North Korea's leader today responded to America's use of nuclear-capable B-2 bombers in joint South Korean military drills with more angry rhetoric, saying his rocket forces are ready "to settle accounts with the US."
The threats, while not an indication of imminent war, are most likely aimed at coercing South Korea into softening its policies, to win direct talks and aid from Washington, and to strengthen young leader Kim Jong Un's credentials at home.
Kim "convened an urgent operation meeting" with his senior generals early today, signed a rocket preparation plan and ordered his forces on standby to strike the US mainland, South Korea, Guam and Hawaii, state media reported.
It is the latest in the litany of apparently empty threats that North Korea has issued, including highly improbable ones to nuke the United States. Experts believe the country is years away from developing nuclear-tipped missiles that could strike the United States.
Many analysts say they've also seen no evidence that Pyongyang's missiles can hit the US mainland. Still, North Korea remains unpredictable, and its threats do raise tensions given the kind of arsenal it has: short- and mid-range missiles that can hit South Korea. Also, Seoul is only a short drive from the heavily armed border separating the Koreas.
There are fears of a localised conflict, such as a naval skirmish in disputed Yellow Sea waters. Such naval clashes have happened three times since 1999.
Kim said "the time has come to settle accounts with the US imperialists in view of the prevailing situation," according to a report by the North's official Korean Central News Agency. The stealth bombers' flight indicates that US hostility against North Korea has "entered a reckless phase, going beyond the phase of threat and blackmail," Kim was quoted as saying.

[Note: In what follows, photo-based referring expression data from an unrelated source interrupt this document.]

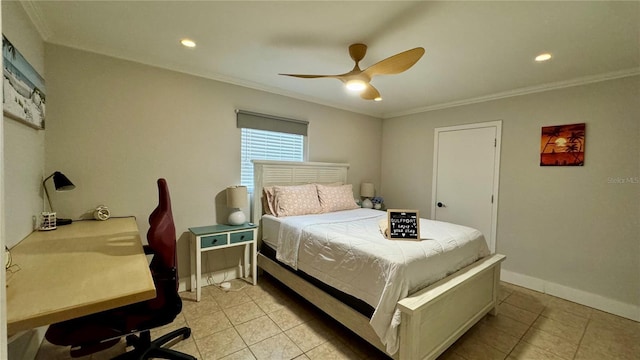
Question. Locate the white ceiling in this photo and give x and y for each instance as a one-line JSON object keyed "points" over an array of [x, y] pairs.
{"points": [[474, 50]]}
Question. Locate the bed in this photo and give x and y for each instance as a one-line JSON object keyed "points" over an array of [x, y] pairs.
{"points": [[427, 314]]}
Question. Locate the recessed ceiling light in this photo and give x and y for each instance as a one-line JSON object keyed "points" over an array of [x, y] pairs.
{"points": [[188, 43], [543, 57], [356, 85]]}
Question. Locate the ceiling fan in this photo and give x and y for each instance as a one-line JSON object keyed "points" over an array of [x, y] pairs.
{"points": [[359, 80]]}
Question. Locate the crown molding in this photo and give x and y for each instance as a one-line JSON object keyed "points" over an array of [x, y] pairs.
{"points": [[522, 91], [35, 14]]}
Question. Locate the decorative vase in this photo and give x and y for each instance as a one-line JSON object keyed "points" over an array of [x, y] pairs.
{"points": [[367, 204]]}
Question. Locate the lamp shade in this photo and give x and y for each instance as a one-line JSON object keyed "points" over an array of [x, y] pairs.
{"points": [[237, 197], [367, 190], [61, 182]]}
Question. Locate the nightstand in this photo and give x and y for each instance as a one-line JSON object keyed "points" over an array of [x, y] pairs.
{"points": [[216, 237]]}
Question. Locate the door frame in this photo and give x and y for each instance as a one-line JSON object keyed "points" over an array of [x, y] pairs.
{"points": [[496, 172]]}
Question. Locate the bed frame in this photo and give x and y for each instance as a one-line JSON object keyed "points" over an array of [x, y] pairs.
{"points": [[432, 319]]}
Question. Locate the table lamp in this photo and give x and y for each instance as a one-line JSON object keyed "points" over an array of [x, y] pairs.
{"points": [[61, 183], [367, 191], [237, 199]]}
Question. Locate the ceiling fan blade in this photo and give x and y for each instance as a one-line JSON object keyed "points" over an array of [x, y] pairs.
{"points": [[395, 64], [370, 93], [310, 76]]}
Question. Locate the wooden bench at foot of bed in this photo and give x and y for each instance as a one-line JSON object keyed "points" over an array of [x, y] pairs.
{"points": [[432, 319]]}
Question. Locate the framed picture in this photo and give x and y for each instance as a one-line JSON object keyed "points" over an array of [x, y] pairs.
{"points": [[24, 91], [562, 145]]}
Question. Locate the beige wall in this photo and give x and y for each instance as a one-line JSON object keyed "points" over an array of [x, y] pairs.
{"points": [[115, 126], [23, 164], [569, 231], [23, 145]]}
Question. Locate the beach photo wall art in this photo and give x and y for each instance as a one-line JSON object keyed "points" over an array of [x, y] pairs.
{"points": [[562, 145], [24, 91]]}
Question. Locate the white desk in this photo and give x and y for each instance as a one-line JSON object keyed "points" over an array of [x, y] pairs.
{"points": [[76, 270]]}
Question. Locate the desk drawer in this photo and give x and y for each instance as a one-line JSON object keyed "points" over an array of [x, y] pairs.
{"points": [[213, 240], [241, 236]]}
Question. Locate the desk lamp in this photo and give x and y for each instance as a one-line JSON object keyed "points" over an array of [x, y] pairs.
{"points": [[236, 199], [61, 183], [367, 191]]}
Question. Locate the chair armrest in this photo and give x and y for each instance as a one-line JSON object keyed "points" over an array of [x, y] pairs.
{"points": [[148, 250]]}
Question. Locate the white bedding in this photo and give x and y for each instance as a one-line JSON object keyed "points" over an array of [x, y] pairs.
{"points": [[347, 251]]}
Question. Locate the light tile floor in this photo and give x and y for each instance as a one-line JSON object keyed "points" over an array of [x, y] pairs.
{"points": [[268, 321]]}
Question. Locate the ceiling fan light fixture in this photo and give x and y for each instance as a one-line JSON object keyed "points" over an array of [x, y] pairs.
{"points": [[543, 57], [188, 43], [356, 85]]}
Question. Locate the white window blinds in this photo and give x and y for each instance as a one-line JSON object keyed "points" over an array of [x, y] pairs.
{"points": [[260, 140]]}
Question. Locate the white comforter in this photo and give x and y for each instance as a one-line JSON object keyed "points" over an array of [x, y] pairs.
{"points": [[346, 250]]}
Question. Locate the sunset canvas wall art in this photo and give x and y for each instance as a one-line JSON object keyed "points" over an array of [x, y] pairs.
{"points": [[562, 145]]}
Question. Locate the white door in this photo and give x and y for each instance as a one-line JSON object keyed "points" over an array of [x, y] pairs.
{"points": [[465, 176]]}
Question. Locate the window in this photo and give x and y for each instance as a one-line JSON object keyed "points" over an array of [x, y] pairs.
{"points": [[266, 137], [267, 145]]}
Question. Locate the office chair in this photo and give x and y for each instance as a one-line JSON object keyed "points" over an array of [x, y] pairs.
{"points": [[102, 330]]}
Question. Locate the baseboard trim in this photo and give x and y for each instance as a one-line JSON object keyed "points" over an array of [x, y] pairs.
{"points": [[595, 301]]}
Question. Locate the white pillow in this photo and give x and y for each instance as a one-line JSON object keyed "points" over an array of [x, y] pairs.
{"points": [[336, 198], [296, 200]]}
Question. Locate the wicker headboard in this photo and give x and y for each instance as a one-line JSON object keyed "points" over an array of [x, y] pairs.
{"points": [[269, 173]]}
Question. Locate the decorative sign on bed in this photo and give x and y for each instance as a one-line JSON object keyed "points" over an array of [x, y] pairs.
{"points": [[403, 224]]}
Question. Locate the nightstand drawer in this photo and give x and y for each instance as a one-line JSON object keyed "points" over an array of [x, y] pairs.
{"points": [[213, 240], [241, 236]]}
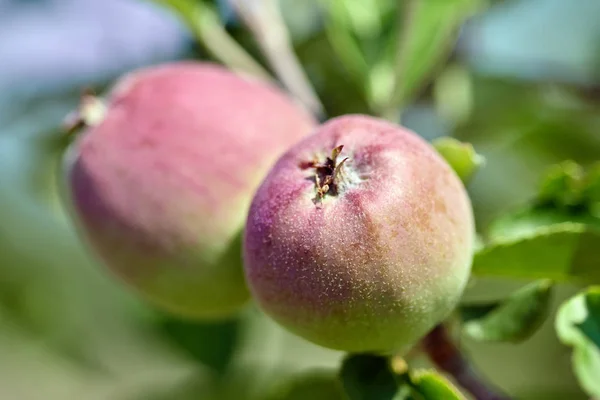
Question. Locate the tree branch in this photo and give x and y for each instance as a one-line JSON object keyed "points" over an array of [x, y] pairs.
{"points": [[447, 356], [263, 18]]}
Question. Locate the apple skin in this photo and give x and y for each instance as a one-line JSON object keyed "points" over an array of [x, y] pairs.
{"points": [[375, 267], [159, 190]]}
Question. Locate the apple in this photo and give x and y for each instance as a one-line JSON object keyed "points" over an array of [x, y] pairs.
{"points": [[360, 238], [160, 187]]}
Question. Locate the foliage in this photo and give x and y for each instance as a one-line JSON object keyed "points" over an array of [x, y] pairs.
{"points": [[539, 229]]}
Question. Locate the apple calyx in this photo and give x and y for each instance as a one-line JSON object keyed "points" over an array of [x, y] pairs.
{"points": [[328, 174]]}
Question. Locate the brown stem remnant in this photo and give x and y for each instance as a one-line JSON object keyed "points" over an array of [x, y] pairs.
{"points": [[447, 356], [327, 174]]}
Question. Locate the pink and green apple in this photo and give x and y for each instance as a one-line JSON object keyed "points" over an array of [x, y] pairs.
{"points": [[160, 188], [360, 238]]}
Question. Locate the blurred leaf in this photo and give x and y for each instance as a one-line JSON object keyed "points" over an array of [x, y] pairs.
{"points": [[561, 184], [591, 325], [204, 22], [433, 386], [368, 377], [470, 312], [317, 385], [516, 318], [529, 221], [591, 186], [555, 237], [429, 40], [462, 157], [212, 344], [453, 93], [563, 251], [582, 310]]}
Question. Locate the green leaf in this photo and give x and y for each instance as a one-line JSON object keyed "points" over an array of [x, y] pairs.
{"points": [[561, 184], [435, 31], [562, 252], [530, 221], [516, 318], [433, 386], [462, 157], [315, 385], [576, 320], [591, 187], [368, 377], [591, 325], [426, 44]]}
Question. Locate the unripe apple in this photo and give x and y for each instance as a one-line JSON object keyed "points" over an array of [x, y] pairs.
{"points": [[160, 188], [360, 238]]}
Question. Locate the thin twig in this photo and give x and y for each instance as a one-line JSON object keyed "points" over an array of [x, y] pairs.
{"points": [[263, 18], [205, 24], [447, 356], [406, 16]]}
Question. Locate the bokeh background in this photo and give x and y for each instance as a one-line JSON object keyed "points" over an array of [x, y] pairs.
{"points": [[522, 84]]}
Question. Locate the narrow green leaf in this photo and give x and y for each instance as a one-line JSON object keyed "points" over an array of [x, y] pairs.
{"points": [[316, 385], [462, 157], [516, 318], [561, 252], [433, 386], [573, 325], [368, 377], [433, 32], [530, 221], [591, 187], [561, 185], [591, 325]]}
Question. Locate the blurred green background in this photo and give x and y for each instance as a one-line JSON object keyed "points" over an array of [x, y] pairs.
{"points": [[522, 84]]}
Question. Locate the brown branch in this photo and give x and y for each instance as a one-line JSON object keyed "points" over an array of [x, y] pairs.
{"points": [[447, 356]]}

Thousands of North Koreans turned out for a 90-minute mass rally at the main square in Pyongyang in support of Kim's call to arms. Chanting "Death to the US imperialists" and "Sweep away the US aggressors," soldiers and students marched through Kim Il Sung Square in downtown Pyongyang.
US Forces Korea said that the B-2 stealth bombers flew from a US air base in Missouri and dropped dummy munitions on an uninhabited South Korean island range yesterday before returning home.